Wilkinson is correct, of course. Perhaps Americans will gradually accede to the radical expansion of gun-movement ideology — even to the sight of strange men walking grocery aisles with loaded weapons of war on their backs, muzzles dipping menacingly as they reach for the milk. Surely the tribalism and apocalyptic fetishism promoted by the NRA are secure in the GOP of Donald Trump.

But the aggressive crouch that defines the gun movement is a defensive one. Like Trump's troops, the movement perceives itself perpetually under siege. In places such as California and Hawaii, which continue to strengthen gun regulation, it pretty much is. (Question: What are the demographics of those two states like? Answer: The future.)

Demography may be the NRA's most obvious source of insecurity. But the American body count may also prove unsustainable. Guns are used in 100,000 shootings annually, causing more than 30,000 deaths. That's a staggering price to pay for policies specifically designed to facilitate gun possession, willy-nilly.

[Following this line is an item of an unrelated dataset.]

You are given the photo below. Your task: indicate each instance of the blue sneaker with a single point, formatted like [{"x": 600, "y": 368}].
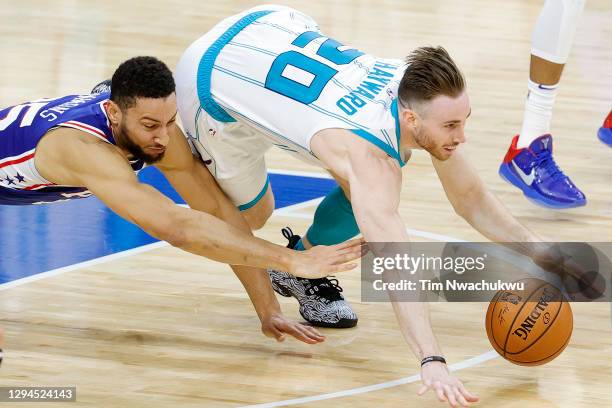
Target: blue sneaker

On some level, those most enamored of firearms must sense that their victories, including a highly qualified 5-4 Supreme Court ruling written by a Supreme Court justice who is now deceased, are fragile. Technology, politics, demography and reason itself will eventually gang up to defeat a movement that demands guns for everyone, anywhere, all the time, for any reason, regardless of the consequences and in defiance of every civilized norm the world over.

In other words, maybe the NRA isn't crazy to be paranoid.